Altogether 701 adult barbel, Barbus barbus were captured by electrofishing and individually tagged to study their local displacement and movements in a stretch of the River Jihlava (Czech Republic). A total of 149 fish were recaptured and 105 of them (70.47 %) were considered as ”resident” because they were always recaptured in the same, relatively restricted (250 - 780 m) stream section, which always contained a pool and was demarcated naturally by riffles on both edges. The remaining 44 recaptured specimens (29.53 %) belonged to the “mobile” part of population, their movements encompassing two (or exceptionally more) adjacent stream sections and at maximum a distance of 1680 m downstream or 2020 m upstream. The proportion of mobile barbel, relatively low in smaller and middle size classes, increased in the largest size classes (451–550 mm of SL). A rather limited extent of movements also suggests a relatively small area of home range in the studied stretch, which nevertheless provides satisfactory resources and favourable conditions required by barbel over their entire life cycle. The extent of movements and corresponding proportion of mobile fish appear to be increasing with diminishing habitat patchiness. In the stretch of River Jihlava studied, with a rich patchy heterogenous habitat and well developed riffle-pool-raceway structure, each section (pool) can be considered as a more or less isolated spatial unit containing its own, and in a certain degree, isolated component of a metapopulation.

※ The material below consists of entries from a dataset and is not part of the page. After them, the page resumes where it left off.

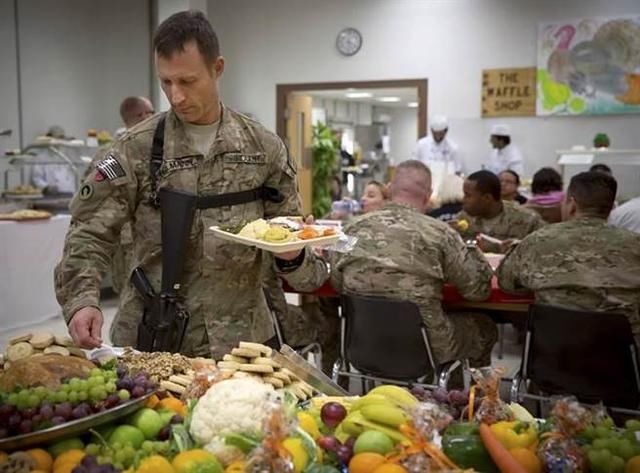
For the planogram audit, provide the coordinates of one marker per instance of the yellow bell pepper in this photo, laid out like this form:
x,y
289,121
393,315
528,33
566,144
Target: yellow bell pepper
x,y
515,434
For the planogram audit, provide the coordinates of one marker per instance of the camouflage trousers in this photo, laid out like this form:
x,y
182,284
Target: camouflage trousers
x,y
474,336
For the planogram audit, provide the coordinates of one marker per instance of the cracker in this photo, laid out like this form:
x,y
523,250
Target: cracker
x,y
20,338
237,359
256,368
275,382
245,352
259,347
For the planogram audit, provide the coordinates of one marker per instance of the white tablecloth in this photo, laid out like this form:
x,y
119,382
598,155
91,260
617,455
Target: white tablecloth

A four-year experiment with a total of 993 individually-tagged barbel, Barbus barbus, resulted in the assessment of survival and abundance. The mean annual survival rate was 0.862, but the partial values assessed separately for seasons (spring – autumn and autumn – spring) differed considerably and the possible reasons for this phenomenon are discussed. On the basis of known survival rate, the abundance was subsequently estimated (for the entire studied stretch and per hectare) using the Petersen capture-recapture method for the period spring 1999 to autumn 2002, and the mean value reached 303 ± 110 ind.ha-1 (minimum 195, maximum 498 ind.ha-1). The Jolly-Seber method was also used to estimate abundance from autumn 1999 to spring 2001 and gave a mean 425 ± 120 ind.ha-1 and a range 233–563 ind.ha1. These results were in autumn 2001 supported by another simultaneously conducted census following the removal method by Zippin (316 ind.ha-1). The abundance showed a significant tendency to increase during the four-year survey, which is in an accordance with the long-term changes observed in the dynamics of the fish community in this stream.